Evidence

What the research actually says.

Nineteen peer-reviewed papers on handwriting, the brain, AI tutoring, and how students actually learn maths — summarised, linked, and sourced.

19 papers5 research threadsSources linked

Our product makes a claim — that doing maths by hand, showing the working, and getting feedback on the reasoning teaches better than tapping at a screen. Here is the research behind it.
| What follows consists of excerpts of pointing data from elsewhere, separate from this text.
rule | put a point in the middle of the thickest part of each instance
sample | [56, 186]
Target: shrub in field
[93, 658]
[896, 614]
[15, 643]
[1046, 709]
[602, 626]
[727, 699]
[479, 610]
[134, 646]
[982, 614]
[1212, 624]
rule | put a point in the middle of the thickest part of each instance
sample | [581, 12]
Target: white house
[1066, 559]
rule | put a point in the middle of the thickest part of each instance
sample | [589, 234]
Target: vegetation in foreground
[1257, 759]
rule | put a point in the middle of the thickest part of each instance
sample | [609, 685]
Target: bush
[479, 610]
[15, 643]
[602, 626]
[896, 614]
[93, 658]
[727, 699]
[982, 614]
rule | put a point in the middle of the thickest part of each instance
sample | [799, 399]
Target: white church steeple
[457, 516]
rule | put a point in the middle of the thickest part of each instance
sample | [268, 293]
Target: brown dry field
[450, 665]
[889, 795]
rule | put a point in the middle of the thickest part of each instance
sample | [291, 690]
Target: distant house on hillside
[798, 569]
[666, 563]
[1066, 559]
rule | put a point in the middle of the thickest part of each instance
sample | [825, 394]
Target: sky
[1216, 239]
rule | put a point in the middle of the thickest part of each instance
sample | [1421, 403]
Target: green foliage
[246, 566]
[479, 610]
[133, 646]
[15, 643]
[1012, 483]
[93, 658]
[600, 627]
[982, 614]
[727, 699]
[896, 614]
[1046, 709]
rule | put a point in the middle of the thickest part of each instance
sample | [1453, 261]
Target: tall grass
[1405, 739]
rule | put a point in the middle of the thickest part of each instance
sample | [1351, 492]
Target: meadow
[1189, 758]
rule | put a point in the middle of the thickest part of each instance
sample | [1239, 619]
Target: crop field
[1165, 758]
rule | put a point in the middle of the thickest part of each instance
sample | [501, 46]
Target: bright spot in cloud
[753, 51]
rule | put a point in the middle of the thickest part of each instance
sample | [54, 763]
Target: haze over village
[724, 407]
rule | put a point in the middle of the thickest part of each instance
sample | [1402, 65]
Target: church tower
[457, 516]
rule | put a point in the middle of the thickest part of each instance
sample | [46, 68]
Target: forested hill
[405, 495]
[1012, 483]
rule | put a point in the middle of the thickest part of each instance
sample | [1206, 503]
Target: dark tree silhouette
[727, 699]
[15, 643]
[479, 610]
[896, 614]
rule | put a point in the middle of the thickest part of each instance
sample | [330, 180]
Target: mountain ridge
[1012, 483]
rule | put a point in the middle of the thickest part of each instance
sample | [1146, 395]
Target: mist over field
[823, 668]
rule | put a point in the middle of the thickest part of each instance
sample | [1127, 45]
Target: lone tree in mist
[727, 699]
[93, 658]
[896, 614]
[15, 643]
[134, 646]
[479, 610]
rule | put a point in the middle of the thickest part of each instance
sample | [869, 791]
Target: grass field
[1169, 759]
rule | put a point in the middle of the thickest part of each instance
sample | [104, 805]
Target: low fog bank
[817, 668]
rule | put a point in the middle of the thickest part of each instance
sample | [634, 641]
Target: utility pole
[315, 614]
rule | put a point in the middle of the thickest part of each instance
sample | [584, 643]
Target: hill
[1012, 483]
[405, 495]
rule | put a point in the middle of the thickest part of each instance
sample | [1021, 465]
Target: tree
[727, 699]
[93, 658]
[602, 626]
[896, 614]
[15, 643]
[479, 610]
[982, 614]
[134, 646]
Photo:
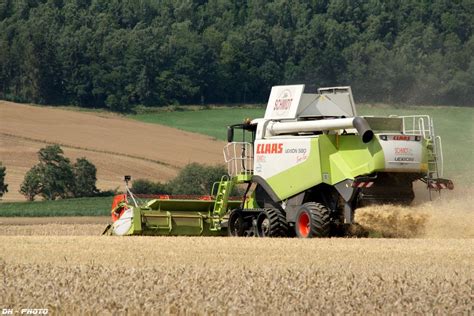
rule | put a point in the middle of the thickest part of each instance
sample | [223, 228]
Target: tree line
[117, 54]
[55, 177]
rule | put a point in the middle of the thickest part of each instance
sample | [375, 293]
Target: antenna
[127, 179]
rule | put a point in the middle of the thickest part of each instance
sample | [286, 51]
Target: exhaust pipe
[359, 123]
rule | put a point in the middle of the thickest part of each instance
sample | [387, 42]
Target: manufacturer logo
[401, 137]
[274, 148]
[283, 103]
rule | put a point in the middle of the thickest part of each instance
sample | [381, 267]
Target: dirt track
[116, 145]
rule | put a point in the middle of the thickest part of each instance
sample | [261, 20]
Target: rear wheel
[272, 223]
[313, 220]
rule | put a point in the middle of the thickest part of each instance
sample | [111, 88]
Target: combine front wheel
[312, 220]
[272, 223]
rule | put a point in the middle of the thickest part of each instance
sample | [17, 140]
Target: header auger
[306, 166]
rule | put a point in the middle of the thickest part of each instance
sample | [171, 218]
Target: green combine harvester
[306, 167]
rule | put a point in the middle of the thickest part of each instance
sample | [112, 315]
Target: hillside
[116, 145]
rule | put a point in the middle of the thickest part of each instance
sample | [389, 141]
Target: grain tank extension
[306, 167]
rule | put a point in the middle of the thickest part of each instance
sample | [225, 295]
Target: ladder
[435, 161]
[423, 126]
[224, 187]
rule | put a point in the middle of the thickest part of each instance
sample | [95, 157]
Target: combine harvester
[306, 167]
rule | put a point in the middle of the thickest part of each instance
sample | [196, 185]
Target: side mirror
[230, 134]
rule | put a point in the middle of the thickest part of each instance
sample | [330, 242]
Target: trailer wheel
[236, 223]
[272, 223]
[312, 220]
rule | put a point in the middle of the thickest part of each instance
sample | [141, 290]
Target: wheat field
[426, 267]
[235, 276]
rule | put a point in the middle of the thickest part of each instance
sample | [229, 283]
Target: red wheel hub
[303, 224]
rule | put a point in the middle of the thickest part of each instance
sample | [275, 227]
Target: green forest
[118, 54]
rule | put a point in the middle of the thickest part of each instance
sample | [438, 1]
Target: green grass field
[97, 206]
[454, 124]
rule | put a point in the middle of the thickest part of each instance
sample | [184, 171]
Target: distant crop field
[453, 124]
[235, 276]
[97, 206]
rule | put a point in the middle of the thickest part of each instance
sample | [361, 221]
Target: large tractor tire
[272, 223]
[313, 220]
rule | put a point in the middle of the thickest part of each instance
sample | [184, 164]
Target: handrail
[439, 154]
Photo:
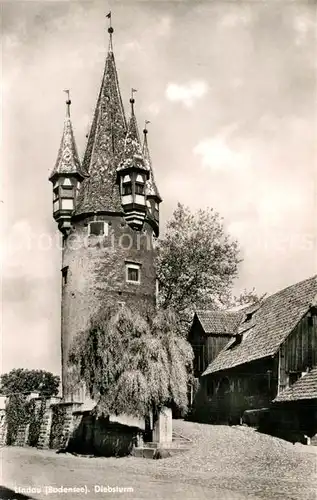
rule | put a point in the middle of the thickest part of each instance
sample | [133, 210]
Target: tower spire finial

We've summarised nineteen peer-reviewed papers across five threads: what each one actually did, what it found, and why it matters for a pen-and-paper maths app with AI feedback. Every entry links to the source so you can read it yourself.

01

Handwriting, typing & the learning brain

What happens in the brain when you write by hand instead of typing.

01
EEG study

Only three fingers write, but the whole brain works

van der Meer & van der Weel · Frontiers in Psychology · 2017 · n=17 adults

The experiment

High-density EEG (256 channels) recorded 17 young adults as they drew pictures with a stylus, typed words on a keyboard, and described them aloud — comparing the brain activity each task produced.

What they found

Drawing produced theta- and alpha-band desynchronization across parietal and occipital regions — a pattern tied to memory encoding and learning. Typing produced no comparable engagement.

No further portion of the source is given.